A big sticking-point appears to be the fact that all the grains offered in schools must be whole grain from July. Schools are having trouble finding whole-grain tortilla, biscuits and pasta. In New Mexico, in particular, there is cultural resistance to whole-wheat tortillas....
The article in The Economist starts by pointing to a successful anti-hunger and nutrition effort: The Healthy Hunger-Free Kids Act, which higher nutritional standards for meals, based on recommendations from scientists and School Nutrition Association (SNA). The act required healthier meals in exchange for an increase in federal spending on school lunches.
"On the face of things, school meals are one of a few success stories in modern American policymaking," said article. "Five years ago it was clear that children, like grownups, needed to eat less sugar, salt and fat in their diets. Given that many children consume half of their daily calories at school, these meals seemed a good place to start."

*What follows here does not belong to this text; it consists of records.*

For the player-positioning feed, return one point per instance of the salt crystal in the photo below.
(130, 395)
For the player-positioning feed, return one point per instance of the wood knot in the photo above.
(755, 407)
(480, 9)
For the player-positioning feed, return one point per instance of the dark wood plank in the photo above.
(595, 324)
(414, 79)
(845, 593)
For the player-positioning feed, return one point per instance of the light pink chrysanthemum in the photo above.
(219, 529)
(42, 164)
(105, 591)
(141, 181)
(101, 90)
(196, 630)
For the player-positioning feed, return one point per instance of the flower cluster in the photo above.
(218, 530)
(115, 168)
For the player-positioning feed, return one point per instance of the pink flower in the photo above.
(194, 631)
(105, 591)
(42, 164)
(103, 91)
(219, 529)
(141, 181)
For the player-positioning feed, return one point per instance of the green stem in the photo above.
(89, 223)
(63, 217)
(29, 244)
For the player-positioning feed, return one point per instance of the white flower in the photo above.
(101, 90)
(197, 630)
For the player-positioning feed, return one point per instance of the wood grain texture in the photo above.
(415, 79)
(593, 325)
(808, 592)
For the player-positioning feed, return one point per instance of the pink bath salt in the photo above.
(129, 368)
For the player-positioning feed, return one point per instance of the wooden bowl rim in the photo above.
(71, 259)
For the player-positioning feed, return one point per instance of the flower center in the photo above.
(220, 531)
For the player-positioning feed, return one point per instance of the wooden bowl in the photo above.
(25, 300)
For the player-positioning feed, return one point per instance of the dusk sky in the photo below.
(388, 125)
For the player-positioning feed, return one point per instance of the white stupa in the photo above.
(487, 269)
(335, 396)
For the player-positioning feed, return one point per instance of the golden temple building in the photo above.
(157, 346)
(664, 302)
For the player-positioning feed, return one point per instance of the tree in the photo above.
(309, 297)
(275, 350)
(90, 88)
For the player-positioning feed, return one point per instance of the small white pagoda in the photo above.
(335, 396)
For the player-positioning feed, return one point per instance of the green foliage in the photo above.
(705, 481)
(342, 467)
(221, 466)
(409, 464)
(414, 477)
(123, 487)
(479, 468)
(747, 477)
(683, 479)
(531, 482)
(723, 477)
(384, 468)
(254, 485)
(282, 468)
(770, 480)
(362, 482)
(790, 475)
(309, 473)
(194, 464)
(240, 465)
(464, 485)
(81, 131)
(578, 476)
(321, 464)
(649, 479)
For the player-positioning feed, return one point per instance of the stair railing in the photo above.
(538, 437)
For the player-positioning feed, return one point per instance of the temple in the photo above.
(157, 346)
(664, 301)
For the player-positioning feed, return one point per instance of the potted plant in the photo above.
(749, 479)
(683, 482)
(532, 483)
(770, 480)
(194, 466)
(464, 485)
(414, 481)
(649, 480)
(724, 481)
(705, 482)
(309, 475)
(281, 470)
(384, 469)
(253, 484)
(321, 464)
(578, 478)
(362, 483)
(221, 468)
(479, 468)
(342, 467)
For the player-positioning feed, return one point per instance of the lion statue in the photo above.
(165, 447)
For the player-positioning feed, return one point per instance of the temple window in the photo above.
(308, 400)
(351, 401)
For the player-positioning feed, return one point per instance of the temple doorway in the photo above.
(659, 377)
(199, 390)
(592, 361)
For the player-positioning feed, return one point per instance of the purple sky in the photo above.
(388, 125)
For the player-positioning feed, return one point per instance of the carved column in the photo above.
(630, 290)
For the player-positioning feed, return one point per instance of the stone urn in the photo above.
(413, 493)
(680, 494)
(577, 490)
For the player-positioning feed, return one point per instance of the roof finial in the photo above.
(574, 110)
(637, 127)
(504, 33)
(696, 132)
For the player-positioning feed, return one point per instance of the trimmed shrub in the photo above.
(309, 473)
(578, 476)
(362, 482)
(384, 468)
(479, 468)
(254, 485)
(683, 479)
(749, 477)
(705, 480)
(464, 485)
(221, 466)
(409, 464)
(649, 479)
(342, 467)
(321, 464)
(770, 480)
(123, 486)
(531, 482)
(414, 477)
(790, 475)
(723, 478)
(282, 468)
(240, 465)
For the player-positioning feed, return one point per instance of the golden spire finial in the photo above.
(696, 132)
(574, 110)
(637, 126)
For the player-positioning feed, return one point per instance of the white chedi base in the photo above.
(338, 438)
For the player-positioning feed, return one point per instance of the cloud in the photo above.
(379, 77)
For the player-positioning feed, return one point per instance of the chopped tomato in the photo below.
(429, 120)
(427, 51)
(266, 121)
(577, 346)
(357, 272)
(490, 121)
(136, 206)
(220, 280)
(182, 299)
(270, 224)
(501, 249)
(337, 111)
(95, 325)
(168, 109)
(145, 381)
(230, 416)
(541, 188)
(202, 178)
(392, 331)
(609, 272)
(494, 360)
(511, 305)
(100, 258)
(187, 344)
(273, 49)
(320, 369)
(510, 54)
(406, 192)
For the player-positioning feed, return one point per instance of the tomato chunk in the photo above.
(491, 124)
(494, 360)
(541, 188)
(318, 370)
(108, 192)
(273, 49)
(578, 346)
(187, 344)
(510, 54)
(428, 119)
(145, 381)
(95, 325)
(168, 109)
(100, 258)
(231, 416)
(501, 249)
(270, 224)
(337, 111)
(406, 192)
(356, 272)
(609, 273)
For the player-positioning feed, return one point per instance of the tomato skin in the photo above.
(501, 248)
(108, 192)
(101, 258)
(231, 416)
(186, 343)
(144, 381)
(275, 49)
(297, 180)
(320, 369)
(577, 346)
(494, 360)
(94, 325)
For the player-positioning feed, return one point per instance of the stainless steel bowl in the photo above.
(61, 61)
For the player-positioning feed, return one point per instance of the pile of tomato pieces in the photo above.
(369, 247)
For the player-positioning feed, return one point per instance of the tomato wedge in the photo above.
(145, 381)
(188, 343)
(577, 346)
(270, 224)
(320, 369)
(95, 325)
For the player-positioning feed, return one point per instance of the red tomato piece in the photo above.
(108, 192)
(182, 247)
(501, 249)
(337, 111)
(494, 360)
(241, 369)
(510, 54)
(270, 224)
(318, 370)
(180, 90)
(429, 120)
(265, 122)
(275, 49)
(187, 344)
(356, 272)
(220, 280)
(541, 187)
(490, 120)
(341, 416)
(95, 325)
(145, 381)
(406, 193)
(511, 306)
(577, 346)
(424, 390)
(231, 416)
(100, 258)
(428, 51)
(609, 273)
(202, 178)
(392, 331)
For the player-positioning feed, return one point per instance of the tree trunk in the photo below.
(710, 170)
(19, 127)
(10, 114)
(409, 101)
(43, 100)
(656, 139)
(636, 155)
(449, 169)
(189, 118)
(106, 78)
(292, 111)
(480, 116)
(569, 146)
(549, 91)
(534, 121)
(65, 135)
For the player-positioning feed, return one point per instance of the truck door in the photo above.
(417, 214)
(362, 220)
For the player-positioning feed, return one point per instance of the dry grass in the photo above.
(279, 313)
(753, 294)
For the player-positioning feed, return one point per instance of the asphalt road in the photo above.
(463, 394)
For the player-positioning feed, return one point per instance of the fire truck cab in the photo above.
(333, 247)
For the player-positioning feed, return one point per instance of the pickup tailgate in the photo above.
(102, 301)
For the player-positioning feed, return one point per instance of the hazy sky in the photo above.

Fruits and Vegetables Wasted?
According to the SNA, a big sticking-point appears to be the fact that all the grains offered in schools must be whole grain.."Schools are having trouble finding whole-grain tortilla, biscuits and pasta. In New Mexico, in particular, there is cultural resistance to whole-wheat tortillas," said the article, entitled "Food Fight."
That's only part of the SNA's request. The school nutritionists also want to eliminate the requirement that school meals include a fruit or vegetable. The reasoning: that part of the meal will usually end up in the garbage bin.
The SNA also would like to keep the U.S. Department of Agriculture from imposing further restrictions on the sodium content of meals.
So what happens next?
First, the SNA wants the USDA to grant temporary waivers. "My guess is that this could be the first tomato being lobbed in a bigger food fight to come during the 2015 reauthorization of child-nutrition programs," said the author of The Economist article. "The harmless-sounding request to issue temporary waivers actually has enormous potential for abuse." Rather than work with the USDA to help to find a long-term solution to the problem, the SNA is taking another political route.
"Clearly there are some real problems. In May the USDA acknowledged as much when it announced that schools that can demonstrate significant challenges in serving whole-grain-rich pastas may serve traditional products for two more years," said The Economist. But rather than pursue more relief from the USDA, the SNA has been aggressively seeking these waivers in Congress."
Anti-Hunger & Nutrition Communities Speak Up
The anti-hunger and nutrition communities (including Bread for the World, MAZON, Children's Defense Fund, the New Mexico Public Health Association and many others) have also weighed in against this effort. A couple hundred national and state organizations signed a letter, dated May 19, opposing efforts to gut nutrition guidelines.
We, the undersigned organizations, strongly oppose efforts to use the appropriations process to change or weaken federal child nutrition programs, including potential efforts to require the inclusion of white potatoes in the WIC Program, to alter or delay implementation of meal standards in the National School Lunch Program and the School Breakfast Program, or to weaken or delay rules to limit sugary beverages and unhealthy snack foods in our nation’s schools. For decades, Congress has wisely ensured that federal child nutrition programs have been guided by science. Science - based decisions have served our children and our nation well. Accordingly, we strongly urge you to oppose efforts to intervene in science - based rules regarding the federal child nutrit ion programs. See full list of signators
A Final Comment About Tortillas
I started the post with a reference to tortillas--and I'm ending with tortillas. Here is part of a response from a reader in the comment section of the online article in The Economist.
So why not serve corn tortillas? They're the truly "traditional" tortillas, after all. Wheat was introduced to the Americas by Europeans. So the idea that wheat tortillas are somehow "authentic" is nonsense. The process for grinding wheat to make white flour is itself a very modern development.